The Monkeys vs Robots first podcast touches on the problematic way that reboots have no guidelines or rules, so anyone can make up anything they want on a whim. It’s right: Reboots are generally awful because the publisher can hit the reset button at anytime like a little brother who just lost his last life in Super Mario 3. However, though Marvel has done this in the past (because at this point we all see Jean Grey as a way to reboot a story in case it isn’t popular), Marvel isn’t DC. DC will reboot anything at any time, throw the word “Crisis” on it, and change their universe because they do not know what to do with their characters. This is also why their reboots and their movies are not as successful as Marvel’s; DC still hasn’t figured out how to make their flagship character, Superman, work – what do we expect?
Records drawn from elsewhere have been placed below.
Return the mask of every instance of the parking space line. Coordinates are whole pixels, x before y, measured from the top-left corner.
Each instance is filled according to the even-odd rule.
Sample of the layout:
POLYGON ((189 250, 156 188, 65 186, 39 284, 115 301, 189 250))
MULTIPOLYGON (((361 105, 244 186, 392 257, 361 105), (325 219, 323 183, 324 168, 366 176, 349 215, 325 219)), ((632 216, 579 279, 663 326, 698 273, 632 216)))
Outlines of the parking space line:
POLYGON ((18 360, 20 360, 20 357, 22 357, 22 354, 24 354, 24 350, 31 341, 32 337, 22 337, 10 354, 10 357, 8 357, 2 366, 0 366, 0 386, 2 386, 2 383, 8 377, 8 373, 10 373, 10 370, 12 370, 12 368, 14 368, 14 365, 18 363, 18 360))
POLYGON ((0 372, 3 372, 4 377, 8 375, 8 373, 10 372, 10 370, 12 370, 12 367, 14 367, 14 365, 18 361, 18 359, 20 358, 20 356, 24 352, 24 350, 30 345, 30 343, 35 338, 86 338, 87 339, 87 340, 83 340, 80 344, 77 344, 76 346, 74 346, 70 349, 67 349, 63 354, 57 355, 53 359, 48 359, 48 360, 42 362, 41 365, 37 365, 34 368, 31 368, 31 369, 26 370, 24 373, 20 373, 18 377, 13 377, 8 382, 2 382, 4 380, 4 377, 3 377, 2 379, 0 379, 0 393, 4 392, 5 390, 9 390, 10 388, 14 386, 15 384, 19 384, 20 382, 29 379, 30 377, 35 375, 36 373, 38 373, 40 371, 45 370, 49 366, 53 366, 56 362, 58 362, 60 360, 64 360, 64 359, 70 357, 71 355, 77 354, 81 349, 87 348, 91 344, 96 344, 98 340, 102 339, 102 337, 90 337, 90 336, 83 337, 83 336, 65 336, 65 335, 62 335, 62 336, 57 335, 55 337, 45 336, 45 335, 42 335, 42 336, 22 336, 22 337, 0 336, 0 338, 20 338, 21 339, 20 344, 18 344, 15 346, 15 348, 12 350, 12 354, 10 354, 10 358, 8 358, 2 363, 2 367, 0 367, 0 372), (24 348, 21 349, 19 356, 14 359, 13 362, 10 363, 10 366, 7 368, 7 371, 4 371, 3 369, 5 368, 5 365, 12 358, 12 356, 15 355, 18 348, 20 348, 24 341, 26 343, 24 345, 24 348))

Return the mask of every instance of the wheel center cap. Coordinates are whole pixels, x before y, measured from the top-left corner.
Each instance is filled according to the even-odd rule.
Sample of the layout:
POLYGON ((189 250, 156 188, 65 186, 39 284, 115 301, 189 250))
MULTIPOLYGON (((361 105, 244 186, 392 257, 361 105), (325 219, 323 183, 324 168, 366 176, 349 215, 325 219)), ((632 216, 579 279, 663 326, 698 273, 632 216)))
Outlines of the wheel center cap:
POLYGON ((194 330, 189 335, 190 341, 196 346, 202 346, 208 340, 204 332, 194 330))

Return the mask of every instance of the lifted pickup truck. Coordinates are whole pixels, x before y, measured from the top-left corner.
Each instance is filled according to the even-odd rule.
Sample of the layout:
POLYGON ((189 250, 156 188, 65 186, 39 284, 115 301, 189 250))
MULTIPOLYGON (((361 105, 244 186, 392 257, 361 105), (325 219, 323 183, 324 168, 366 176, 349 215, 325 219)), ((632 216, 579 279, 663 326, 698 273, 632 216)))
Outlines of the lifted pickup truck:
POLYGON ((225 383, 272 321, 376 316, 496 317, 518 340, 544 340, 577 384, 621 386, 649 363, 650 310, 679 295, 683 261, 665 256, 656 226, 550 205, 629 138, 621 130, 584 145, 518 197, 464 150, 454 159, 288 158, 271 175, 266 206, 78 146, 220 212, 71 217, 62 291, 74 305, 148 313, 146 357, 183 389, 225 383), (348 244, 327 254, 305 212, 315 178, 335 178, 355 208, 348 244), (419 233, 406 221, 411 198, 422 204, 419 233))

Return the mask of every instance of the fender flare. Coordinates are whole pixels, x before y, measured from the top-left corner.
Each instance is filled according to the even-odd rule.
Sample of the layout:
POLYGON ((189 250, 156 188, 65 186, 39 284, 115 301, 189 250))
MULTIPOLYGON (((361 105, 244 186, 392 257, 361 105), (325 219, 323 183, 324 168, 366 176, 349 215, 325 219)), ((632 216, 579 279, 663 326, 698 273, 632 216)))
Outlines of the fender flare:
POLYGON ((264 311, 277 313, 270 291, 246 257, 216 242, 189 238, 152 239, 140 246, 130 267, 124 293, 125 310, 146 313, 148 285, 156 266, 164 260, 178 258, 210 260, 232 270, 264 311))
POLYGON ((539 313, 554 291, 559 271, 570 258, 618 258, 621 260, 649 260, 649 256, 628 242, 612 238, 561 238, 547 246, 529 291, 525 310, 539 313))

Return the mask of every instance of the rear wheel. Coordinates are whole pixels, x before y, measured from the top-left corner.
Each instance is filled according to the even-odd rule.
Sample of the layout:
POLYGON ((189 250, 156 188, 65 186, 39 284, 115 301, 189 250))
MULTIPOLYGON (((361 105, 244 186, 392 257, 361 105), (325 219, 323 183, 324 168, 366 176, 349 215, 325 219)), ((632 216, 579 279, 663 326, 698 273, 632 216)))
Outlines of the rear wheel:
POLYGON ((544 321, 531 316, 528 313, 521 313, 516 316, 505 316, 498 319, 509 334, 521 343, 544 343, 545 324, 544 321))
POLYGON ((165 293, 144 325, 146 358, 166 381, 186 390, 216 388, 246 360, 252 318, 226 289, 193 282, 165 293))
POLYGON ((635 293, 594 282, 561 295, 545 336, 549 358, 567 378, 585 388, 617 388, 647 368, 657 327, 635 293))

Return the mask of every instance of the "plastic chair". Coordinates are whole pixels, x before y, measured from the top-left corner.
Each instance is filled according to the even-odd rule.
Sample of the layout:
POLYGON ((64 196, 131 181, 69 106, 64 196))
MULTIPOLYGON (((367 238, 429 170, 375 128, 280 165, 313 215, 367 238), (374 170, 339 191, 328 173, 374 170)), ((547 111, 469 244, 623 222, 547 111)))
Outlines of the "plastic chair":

DC represents reboots at their absolute worst; Marvel, generally, isn’t too terribly awful when it comes to reboots.
Every threat of a reboot comes with the same outcry and the same groaning. The New 52 was wonky because nothing lead into it. Nothing lead up to the New 52, we just knew it was going to happen. Marvel, however, is putting their top architect, Jonathan Hickman, in charge of this to ensure that this reboot isn’t a complete disaster. Hickman is being backed up by heavy-hitters like Jason Aaron, Brian Michael Bendis, Cullen Bunn, and more who are helping pave the way to a new world. If our world has to change, why not wait and see what these visionaries have to offer?
Reed Richards has been telling us for months that “Everything Dies.” This is the death of the Marvel Universe as we knew it, but it is the birth of a new world we can forge with new comic book fans. Let’s just settle down, have some fun, and see what happens.